New Orleans Museum Of Art Presents “A Louisiana Parlor: Antebellum Taste & Context”

Victorian Parlor from Butler-Greenwood Plantation will be on view June 26-October 11, 2015

New Orleans, LA- Opening this summer at the New Orleans Museum of Art, A Louisiana Parlor: Antebellum Taste & Context is an exhibition featuring the Butler-Greenwood Plantation parlor furnishings acquired by the museum from descendants of the family in St. Francisville, Louisiana. The 1850s/60s parlor suite has survived with original textiles and rich documentation, making it one of the South’s best preserved examples of a pre-Civil War Louisiana interior.

The exhibition explores the relationship between this refined interior and its layered historical context through family portraits on loan from The Historic New Orleans Collection and through documents housed in the Mathews family archives of letters, receipts, and bills of sale held at LSULibrary Special Collections.

“NOMA is honored to be the custodian of one of the region’s most important antebellum rooms,” said Susan M. Taylor, NOMA’s Director. “We are dedicated to the preservation of this room and to sharing its history with our visitors who will be able to enjoy it for years to come as part of our permanent collection.”

The parlor was assembled between 1852 and 1861 by Harriet Flower Mathews (1794-1873), the widow of Louisiana Supreme Court Judge George Mathews (1774-1836). Harriet’s drawing room had wall-to-wall carpeting imported through her local Bayou Sara (St. Francisville) retailer. From New Orleans’ C. Flint & Jones, she purchased nine-foot-tall gilt pier mirrors and dramatic silk lambrequin curtains. Her suite of carved rosewood seating furniture and a marble top center table came from Hubbell & Curtis in Bridgeport, Connecticut. All the furnishings are in a unified floral fashion that was called the “Modern French” taste in the period, but is now known as Rococo Revival. The style, which resurrected exuberant floral 18th-century Rococo ornament, flourished especially in Victorian parlors from 1845 to 1865. The exhibition will place Rococo Revival in context with other 19th-century historical revival styles, by including Classical Revival, Gothic Revival, and Renaissance Revival style decorative arts from NOMA’s permanent collection which include furniture, ceramics, glass, silver, and paintings.

NOMA curatorial staff has overseen the careful conservation of these rare surviving textiles, working with Howard Sutcliffe of River Region Costume and Textile Conservation to carefully clean, repair damage and stabilize the upholstery, carpet, and curtains while respecting the original condition.

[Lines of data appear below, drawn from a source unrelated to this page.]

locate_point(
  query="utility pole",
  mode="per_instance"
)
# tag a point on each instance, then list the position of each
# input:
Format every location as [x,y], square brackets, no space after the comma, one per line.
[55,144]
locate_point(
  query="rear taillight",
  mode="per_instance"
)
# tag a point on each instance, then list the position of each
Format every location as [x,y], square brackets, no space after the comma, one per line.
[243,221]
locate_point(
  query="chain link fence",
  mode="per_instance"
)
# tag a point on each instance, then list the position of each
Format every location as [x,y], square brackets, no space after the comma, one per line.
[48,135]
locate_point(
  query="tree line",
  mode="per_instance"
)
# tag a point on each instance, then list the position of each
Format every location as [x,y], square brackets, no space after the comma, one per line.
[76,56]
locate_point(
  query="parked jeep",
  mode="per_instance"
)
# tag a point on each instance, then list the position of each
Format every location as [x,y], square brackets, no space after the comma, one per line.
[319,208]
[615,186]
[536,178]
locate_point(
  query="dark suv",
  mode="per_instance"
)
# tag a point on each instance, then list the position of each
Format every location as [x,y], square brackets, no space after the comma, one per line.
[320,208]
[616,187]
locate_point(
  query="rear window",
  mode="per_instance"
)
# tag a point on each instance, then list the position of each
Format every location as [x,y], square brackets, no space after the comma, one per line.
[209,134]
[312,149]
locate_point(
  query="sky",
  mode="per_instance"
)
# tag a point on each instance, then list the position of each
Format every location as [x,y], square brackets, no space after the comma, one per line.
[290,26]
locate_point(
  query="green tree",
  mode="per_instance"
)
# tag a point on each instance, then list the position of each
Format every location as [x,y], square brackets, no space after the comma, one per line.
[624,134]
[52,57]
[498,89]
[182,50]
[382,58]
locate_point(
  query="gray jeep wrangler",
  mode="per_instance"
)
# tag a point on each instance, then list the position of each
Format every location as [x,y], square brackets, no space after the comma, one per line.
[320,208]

“What is remarkable about this parlor is that the family preserved not only silk upholstery and tassels, but also receipts and letters. A story unfolds of a Connecticut furniture retailer requesting payment from their Louisiana client literally days before the onset of the Civil War,” says Mel Buchanan,NOMA’s RosaMary Curator of Decorative Arts and Design. “A letter from the retailer in 1867 inquires after the unpaid bill. These bookended letters and NOMA’s parlor, caught in time, remind us of the profound changes for this plantation between 1861 and 1865.”

A Louisiana Parlor: Antebellum Taste & Context will be on view June 26 – October 11, 2015 in the Ella West Freeman Gallery and will be integrated into NOMA’s permanent collection of decorative arts shortly thereafter. This exhibition will also feature a new interactive tablet-based app featuring layered interpretive content about the parlor. The app will be available on a tablet in the exhibition gallery and can also be accessed online.

A Louisiana Parlor: Antebellum Style and Context is organized by the New Orleans Museum of Art and is sponsored by the Eugenie and Joseph Jones Family Foundation. Additional support has been provided by Carol Flower Layton Parsons.

About NOMA and the Besthoff Sculpture Garden:

The New Orleans Museum of Art, founded in 1910 by Isaac Delgado, houses nearly 40,000 art objects encompassing 4,000 years of world art. Works from the permanent collection, along with continuously changing special exhibitions, are on view in the museum’s 46 galleries Fridays from 10 a.m. to 9 p.m.; Tuesdays, Wednesdays, and Thursdays from 10 a.m. to 6 p.m.; and Saturdays and Sundays from 11 a.m. to 5 p.m. The adjoining Sydney and Walda Besthoff Sculpture Garden features work by over 60 artists, including several of the 20th century’s master sculptors. The Sculpture Garden is open seven days a week: 9 a.m. to 6 p.m. The New Orleans Museum of Art and the Besthoff Sculpture Garden are fully accessible to handicapped visitors and wheelchairs are available from the front desk. For more information about NOMA, call (504) 658-4100 or visit

Wednesdays are free admission days for Louisiana residents, courtesy of The Helis Foundation. (May not include special exhibitions.)

Teenagers (ages 13-19) receive free admission every day through the end of 2015, courtesy of The Helis Foundation.